One Ashbery line leads inexorably into the next, and he often uses
enjambment, not to create an enlightening or informative surprise, but to cause still more bewilderment. It's almost as if he allows the poem to veer out of control, or into a variety of tangents, in the very same way our thoughts sometimes seem to run. Not that this is a desireable thing, mind you. I am sure that certain highly intelligent and disciplined minds experience this kind of thing only very rarely, or not at all; but in my case, I go through it all too often. Sometimes, five minutes in the life of my poor little brain is probably very similar to an Ashbery poem.

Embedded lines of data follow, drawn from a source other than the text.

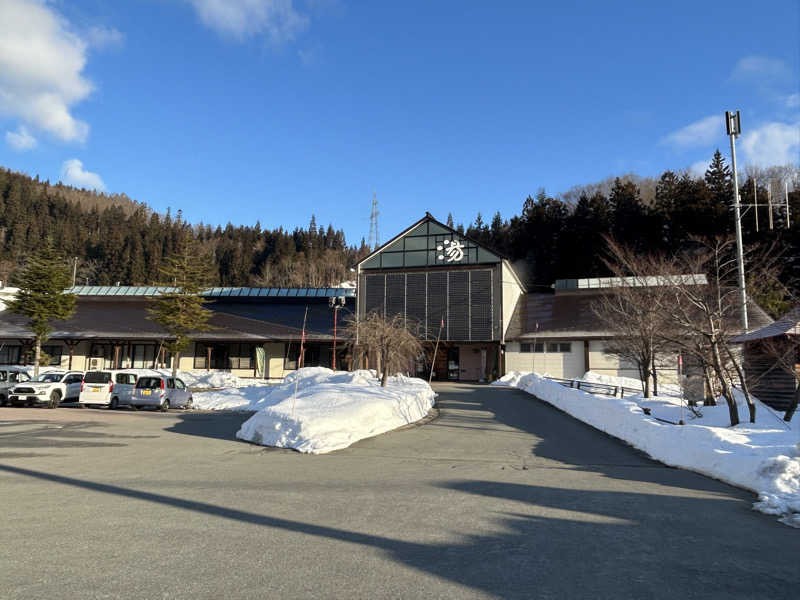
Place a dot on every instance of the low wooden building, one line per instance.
(256, 332)
(771, 353)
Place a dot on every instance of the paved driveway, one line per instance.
(502, 496)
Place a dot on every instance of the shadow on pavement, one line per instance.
(219, 425)
(544, 554)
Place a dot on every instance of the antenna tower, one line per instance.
(373, 223)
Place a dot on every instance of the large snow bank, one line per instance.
(331, 409)
(763, 457)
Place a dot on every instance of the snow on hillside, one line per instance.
(763, 457)
(317, 410)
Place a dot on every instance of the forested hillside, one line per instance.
(562, 237)
(118, 240)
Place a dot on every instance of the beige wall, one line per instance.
(274, 359)
(511, 291)
(561, 364)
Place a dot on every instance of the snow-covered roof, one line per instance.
(215, 292)
(789, 324)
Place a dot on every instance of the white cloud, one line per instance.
(700, 133)
(761, 69)
(41, 69)
(773, 143)
(73, 173)
(104, 37)
(699, 168)
(277, 19)
(21, 140)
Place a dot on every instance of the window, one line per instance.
(126, 378)
(97, 377)
(54, 352)
(9, 355)
(292, 356)
(149, 383)
(224, 356)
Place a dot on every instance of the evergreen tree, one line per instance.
(181, 310)
(41, 298)
(719, 181)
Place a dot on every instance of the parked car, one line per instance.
(9, 377)
(51, 388)
(107, 388)
(161, 391)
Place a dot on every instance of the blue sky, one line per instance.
(271, 110)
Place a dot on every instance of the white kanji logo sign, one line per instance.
(450, 250)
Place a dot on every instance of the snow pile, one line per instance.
(763, 457)
(629, 382)
(331, 409)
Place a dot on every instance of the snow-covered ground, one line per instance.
(317, 410)
(763, 456)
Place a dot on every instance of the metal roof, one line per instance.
(216, 292)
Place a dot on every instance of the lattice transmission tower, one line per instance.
(374, 238)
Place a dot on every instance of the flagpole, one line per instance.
(435, 350)
(300, 361)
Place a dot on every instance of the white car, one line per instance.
(107, 388)
(51, 388)
(9, 377)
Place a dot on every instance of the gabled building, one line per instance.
(452, 289)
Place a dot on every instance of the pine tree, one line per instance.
(181, 310)
(41, 296)
(718, 179)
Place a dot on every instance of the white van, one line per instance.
(107, 388)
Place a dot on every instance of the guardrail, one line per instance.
(592, 387)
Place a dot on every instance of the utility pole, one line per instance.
(755, 200)
(786, 195)
(769, 201)
(374, 237)
(733, 127)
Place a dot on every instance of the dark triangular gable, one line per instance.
(429, 243)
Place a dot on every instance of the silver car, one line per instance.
(162, 392)
(9, 377)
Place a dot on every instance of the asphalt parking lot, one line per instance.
(501, 496)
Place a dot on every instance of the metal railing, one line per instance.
(592, 387)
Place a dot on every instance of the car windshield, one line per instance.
(48, 378)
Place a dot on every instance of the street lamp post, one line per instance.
(733, 127)
(336, 303)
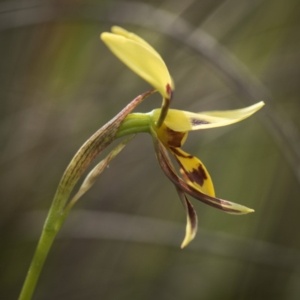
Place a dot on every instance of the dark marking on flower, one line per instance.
(178, 153)
(174, 138)
(196, 122)
(197, 175)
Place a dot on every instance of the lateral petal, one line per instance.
(226, 206)
(179, 120)
(194, 171)
(191, 216)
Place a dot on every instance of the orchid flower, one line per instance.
(169, 127)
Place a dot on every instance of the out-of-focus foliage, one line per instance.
(59, 84)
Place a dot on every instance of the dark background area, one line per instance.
(59, 84)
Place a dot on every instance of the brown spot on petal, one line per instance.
(196, 122)
(178, 153)
(197, 175)
(174, 138)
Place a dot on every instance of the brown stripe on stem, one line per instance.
(91, 148)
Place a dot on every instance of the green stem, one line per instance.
(134, 123)
(37, 263)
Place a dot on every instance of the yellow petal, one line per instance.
(167, 167)
(179, 120)
(194, 172)
(191, 219)
(139, 56)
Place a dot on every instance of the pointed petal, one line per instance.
(192, 220)
(139, 56)
(226, 206)
(96, 172)
(179, 120)
(132, 36)
(194, 171)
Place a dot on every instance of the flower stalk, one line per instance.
(59, 209)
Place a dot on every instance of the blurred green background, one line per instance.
(59, 84)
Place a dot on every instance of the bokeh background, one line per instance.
(59, 84)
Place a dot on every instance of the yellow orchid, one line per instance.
(143, 59)
(169, 127)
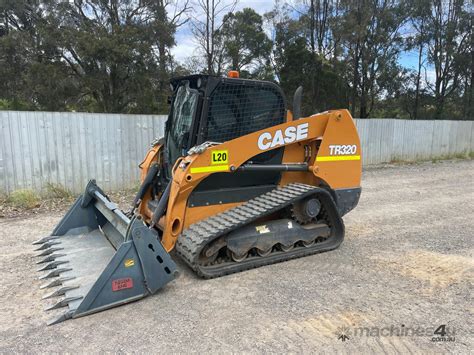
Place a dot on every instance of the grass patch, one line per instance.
(58, 191)
(23, 198)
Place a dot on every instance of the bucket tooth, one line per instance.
(60, 291)
(49, 251)
(44, 239)
(61, 318)
(62, 303)
(52, 265)
(47, 245)
(57, 282)
(49, 258)
(54, 273)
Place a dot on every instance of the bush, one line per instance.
(23, 198)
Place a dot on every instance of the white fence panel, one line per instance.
(67, 149)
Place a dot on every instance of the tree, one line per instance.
(246, 46)
(370, 34)
(450, 28)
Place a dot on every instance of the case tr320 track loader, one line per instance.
(237, 182)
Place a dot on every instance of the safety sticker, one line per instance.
(122, 284)
(129, 262)
(209, 169)
(219, 157)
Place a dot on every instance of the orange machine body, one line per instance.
(328, 142)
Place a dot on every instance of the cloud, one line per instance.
(186, 46)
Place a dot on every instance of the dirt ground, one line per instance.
(406, 267)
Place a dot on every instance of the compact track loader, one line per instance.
(237, 182)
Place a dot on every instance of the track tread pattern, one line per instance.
(194, 239)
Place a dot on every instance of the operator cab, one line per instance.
(207, 108)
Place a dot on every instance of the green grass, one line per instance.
(23, 198)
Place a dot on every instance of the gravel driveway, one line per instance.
(405, 268)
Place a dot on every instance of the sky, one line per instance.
(186, 45)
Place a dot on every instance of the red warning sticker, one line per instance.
(122, 284)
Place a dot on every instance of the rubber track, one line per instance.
(193, 240)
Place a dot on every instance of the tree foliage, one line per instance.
(115, 55)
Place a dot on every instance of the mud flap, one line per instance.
(97, 258)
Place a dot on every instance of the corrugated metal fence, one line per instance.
(37, 148)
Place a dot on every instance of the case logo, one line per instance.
(342, 149)
(289, 135)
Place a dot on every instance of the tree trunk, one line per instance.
(418, 76)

Nonetheless, I do believe that the highest function of art should be to portray things as they can be, or ought to be, and not necessarily what they are. The latter's just journalism, really, though certainly there's a place for graphic realism in art, as well as for
Romanticism. I am also sure that quite often the two things mix well together. In that respect, where does Ashbery stand? As a poetic voice for various and sundry, conscious and unconscious, mental states, he's second to none; but what else can we get out of him? He seems to have virtually no political ideas to convey, and if he has, they have thus far sailed right on over this reader's melon. Philosophy in general? I wonder if Ashbery might be some type of Idealist, since his descriptions of the external world and physical objects are often ostensibly unconnected with one another, or with anything in particular; but I have no right to an opinion in that matter, really. It's just an observation, probably worth nothing.

I don't know. What does he represent? Who does he represent? Maybe everyone, maybe no one. He's not a downer, like so many modern poets. He doesn't whine, complain, campaign, or pontificate; he isn't a mouthpiece for anyone, he's never corny or angry or defiant or sentimental, he's famous, but he's never vain. What the fuck?

I might come back to this at a later date. Or, at a different time when dreams come after, in which case, for the time being at least held or disembodied, all is manipulated and remembered, although inclined, as in the cranial beam of deadlights, to a place which is where we travel and where we are.